Workout mit Socken-Pflicht
Ohne rutschfeste Socken geht nichts. Auf den Reformer darf nur, wer Grip hat. Das Gerät besteht aus einer beweglichen Liegefläche (Schlitten), Schlaufen für Hände und Füße (Loops), einer Fußleiste (Footbar) und Federn, um den Widerstand zu variieren. Trotz Anfängerkurs bin ich unsicher. Ist das Gerät kompliziert? Wird es anstrengend genug? Oder blamiere ich mich zwischen den durchgestylten Teilnehmern in Scrunch-Leggings und Kirschmustersocken?
Holpriger Start am Reformer
Gleich zu Beginn klemmt die Footbar, die an die Körpergröße angepasst werden muss. Zum Glück bekomme ich sofort Hilfe und war schon etwas weniger von dem monströsen Fitness-Gerät eingeschüchtert. Mein erster Eindruck: kein Folterinstrument, sondern eher ein großes Spielzeug. Man schiebt, zieht, hängt um, verstellt Federn. Die Möglichkeiten sind enorm.
Da ist die Fußarbeit – „Footwork“. Auf dem Rücken liegend stellen wir die Füße in verschiedenen Positionen auf die Footbar, unter anderem im „Pilates-V“. Meine Bauchmuskulatur arbeitet fast durchgehend – auch, wenn es von außen ruhig aussieht.
Froschposition, Kreise und Burpees
Mit Schlaufen an den Füßen ziehen wir mit den Beinen Kreise in die Luft. Sogar Burpees sind Teil der Stunde. Eine Box auf dem Schlitten verhindert, dass die Füße wegrutschen. Die Widerstände sind anfängerfreundlich, doch einseitige und pulsierende Bewegungen machen das Training intensiv. Auch die „Pilates-Atmung“ üben wir: tief einatmen, beim Ausatmen eine Kerze auspusten.
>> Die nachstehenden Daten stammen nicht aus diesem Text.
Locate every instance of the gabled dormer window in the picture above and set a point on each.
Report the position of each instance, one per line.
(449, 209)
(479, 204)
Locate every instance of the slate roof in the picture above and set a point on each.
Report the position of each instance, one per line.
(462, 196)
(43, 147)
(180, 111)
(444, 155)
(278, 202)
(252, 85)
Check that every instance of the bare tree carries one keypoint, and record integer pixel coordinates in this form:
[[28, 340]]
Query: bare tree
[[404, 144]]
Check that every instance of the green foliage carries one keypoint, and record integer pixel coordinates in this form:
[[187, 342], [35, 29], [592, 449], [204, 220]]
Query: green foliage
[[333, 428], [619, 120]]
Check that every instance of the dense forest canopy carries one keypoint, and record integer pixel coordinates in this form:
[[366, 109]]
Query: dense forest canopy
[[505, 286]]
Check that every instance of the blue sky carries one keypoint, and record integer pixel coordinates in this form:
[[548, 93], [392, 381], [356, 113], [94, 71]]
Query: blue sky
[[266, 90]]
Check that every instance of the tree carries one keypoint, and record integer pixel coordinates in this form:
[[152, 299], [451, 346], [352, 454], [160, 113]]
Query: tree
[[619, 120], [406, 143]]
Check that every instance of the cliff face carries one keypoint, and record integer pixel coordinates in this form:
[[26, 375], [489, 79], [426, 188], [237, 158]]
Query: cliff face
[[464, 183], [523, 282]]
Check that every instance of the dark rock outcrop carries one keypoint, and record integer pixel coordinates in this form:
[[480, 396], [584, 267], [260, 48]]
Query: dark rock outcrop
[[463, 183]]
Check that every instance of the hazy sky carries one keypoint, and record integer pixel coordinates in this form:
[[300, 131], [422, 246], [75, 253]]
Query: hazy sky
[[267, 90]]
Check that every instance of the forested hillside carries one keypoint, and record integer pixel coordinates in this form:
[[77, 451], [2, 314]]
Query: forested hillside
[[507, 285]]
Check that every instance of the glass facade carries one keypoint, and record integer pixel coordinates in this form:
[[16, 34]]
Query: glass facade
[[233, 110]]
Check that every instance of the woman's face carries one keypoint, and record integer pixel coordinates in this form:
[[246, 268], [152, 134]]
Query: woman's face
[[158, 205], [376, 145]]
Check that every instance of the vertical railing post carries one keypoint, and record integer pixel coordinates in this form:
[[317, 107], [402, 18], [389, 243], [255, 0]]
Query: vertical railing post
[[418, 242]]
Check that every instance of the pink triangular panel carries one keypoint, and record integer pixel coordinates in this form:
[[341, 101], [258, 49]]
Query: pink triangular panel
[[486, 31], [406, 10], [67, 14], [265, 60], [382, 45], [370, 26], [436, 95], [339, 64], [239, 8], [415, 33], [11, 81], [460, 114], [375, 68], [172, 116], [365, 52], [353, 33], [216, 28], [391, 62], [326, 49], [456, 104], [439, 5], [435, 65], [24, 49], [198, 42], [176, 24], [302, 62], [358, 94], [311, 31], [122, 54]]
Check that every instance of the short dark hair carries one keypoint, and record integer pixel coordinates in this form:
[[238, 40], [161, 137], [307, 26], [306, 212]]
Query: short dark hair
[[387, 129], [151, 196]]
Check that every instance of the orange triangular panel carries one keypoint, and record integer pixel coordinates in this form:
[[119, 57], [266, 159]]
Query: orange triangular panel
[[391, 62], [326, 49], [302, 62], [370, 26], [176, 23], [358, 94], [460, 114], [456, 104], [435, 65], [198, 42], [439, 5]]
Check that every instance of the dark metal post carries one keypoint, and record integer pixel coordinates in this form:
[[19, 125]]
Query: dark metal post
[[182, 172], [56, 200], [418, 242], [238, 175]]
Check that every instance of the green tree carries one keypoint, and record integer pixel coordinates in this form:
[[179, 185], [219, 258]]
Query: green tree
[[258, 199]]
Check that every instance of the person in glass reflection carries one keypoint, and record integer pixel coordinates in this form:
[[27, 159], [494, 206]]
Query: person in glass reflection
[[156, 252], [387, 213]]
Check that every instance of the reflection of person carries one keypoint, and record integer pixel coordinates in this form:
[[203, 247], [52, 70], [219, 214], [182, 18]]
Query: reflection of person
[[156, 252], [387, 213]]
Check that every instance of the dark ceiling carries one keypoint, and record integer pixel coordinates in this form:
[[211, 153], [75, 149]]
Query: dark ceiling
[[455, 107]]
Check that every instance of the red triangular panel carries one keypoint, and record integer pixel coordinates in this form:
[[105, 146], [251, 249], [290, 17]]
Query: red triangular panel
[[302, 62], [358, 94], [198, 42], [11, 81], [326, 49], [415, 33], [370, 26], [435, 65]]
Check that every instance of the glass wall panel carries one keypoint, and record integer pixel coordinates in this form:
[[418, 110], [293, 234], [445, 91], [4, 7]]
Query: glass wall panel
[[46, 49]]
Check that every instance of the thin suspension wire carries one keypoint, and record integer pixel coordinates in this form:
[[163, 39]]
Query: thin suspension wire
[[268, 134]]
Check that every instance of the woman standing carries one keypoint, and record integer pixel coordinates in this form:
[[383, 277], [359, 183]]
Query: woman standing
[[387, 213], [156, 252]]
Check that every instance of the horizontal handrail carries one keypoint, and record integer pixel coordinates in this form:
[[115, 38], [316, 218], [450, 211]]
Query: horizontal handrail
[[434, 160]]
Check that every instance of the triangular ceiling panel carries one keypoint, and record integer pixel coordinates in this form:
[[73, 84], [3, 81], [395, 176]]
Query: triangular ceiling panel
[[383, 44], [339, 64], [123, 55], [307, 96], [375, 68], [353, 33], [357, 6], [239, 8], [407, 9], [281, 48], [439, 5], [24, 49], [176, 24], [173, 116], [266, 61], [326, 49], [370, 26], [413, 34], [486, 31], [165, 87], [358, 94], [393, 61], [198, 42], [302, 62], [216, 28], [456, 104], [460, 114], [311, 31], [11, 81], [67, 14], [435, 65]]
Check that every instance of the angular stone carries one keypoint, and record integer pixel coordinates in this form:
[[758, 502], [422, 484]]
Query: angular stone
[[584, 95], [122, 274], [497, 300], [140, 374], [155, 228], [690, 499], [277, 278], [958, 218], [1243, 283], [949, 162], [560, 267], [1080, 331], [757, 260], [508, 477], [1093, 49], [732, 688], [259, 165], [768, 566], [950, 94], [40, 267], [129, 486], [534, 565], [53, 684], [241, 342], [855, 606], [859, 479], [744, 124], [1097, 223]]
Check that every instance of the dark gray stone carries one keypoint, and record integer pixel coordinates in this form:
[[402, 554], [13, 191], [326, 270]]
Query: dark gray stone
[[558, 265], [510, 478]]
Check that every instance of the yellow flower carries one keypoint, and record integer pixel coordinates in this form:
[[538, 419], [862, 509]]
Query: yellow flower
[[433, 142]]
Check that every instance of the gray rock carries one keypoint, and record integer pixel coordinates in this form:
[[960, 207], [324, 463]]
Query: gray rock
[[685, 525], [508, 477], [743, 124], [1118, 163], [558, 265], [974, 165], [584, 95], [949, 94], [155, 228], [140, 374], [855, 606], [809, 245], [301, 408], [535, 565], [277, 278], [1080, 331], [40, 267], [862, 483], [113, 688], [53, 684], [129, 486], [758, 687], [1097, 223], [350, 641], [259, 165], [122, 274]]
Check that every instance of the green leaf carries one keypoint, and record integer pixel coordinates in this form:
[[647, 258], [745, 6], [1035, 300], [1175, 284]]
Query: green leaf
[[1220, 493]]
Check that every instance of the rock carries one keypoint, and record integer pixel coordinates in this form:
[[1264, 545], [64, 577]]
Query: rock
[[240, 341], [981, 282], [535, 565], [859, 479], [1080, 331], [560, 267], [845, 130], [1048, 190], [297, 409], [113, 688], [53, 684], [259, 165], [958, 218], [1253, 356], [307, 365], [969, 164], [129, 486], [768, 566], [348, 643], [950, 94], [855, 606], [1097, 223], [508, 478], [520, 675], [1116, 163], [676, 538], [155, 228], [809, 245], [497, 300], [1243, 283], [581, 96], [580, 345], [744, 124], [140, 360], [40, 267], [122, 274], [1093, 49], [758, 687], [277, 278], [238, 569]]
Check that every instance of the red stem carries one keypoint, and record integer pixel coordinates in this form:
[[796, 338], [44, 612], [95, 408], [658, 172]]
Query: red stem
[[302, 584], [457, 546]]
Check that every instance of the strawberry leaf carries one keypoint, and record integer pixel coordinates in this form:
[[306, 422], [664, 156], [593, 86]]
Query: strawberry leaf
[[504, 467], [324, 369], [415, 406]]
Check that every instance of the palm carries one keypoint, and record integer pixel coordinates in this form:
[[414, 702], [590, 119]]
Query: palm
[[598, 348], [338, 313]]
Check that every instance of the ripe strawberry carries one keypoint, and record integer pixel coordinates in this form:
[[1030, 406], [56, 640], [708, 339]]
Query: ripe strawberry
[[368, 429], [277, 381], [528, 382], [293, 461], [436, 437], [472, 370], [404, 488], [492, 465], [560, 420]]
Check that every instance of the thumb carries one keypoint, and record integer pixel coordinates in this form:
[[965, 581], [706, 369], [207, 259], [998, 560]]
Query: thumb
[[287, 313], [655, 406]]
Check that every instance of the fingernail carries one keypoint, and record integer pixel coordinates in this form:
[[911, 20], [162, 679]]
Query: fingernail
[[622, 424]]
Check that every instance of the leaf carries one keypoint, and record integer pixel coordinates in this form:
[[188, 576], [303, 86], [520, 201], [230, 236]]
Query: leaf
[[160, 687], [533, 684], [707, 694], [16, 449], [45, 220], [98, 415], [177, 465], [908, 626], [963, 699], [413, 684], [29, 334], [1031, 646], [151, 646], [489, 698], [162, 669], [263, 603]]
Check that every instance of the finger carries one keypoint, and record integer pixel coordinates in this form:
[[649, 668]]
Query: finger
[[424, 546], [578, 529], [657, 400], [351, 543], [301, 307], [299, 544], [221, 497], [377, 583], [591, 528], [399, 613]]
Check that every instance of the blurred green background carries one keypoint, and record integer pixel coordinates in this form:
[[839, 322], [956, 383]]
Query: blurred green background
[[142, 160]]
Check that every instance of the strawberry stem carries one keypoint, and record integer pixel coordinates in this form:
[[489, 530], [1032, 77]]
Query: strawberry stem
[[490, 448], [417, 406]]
Anspruchsvoll, aber nicht hektisch
Am meisten überrascht mich, wie sicher ich mich fühle. Schulterpolster geben Halt, es gibt genaue Ansagen zur Atmung und sogar dazu, wie man sich richtig hinsetzt oder aufsteht. Nach dieser Stunde kann ich sagen: Reformer-Pilates ist fordernd, aber nicht hektisch. Anstrengend, aber mit Zeit zum Durchatmen. Ich hätte es nicht gedacht – aber die Stunde hat mich angefixt!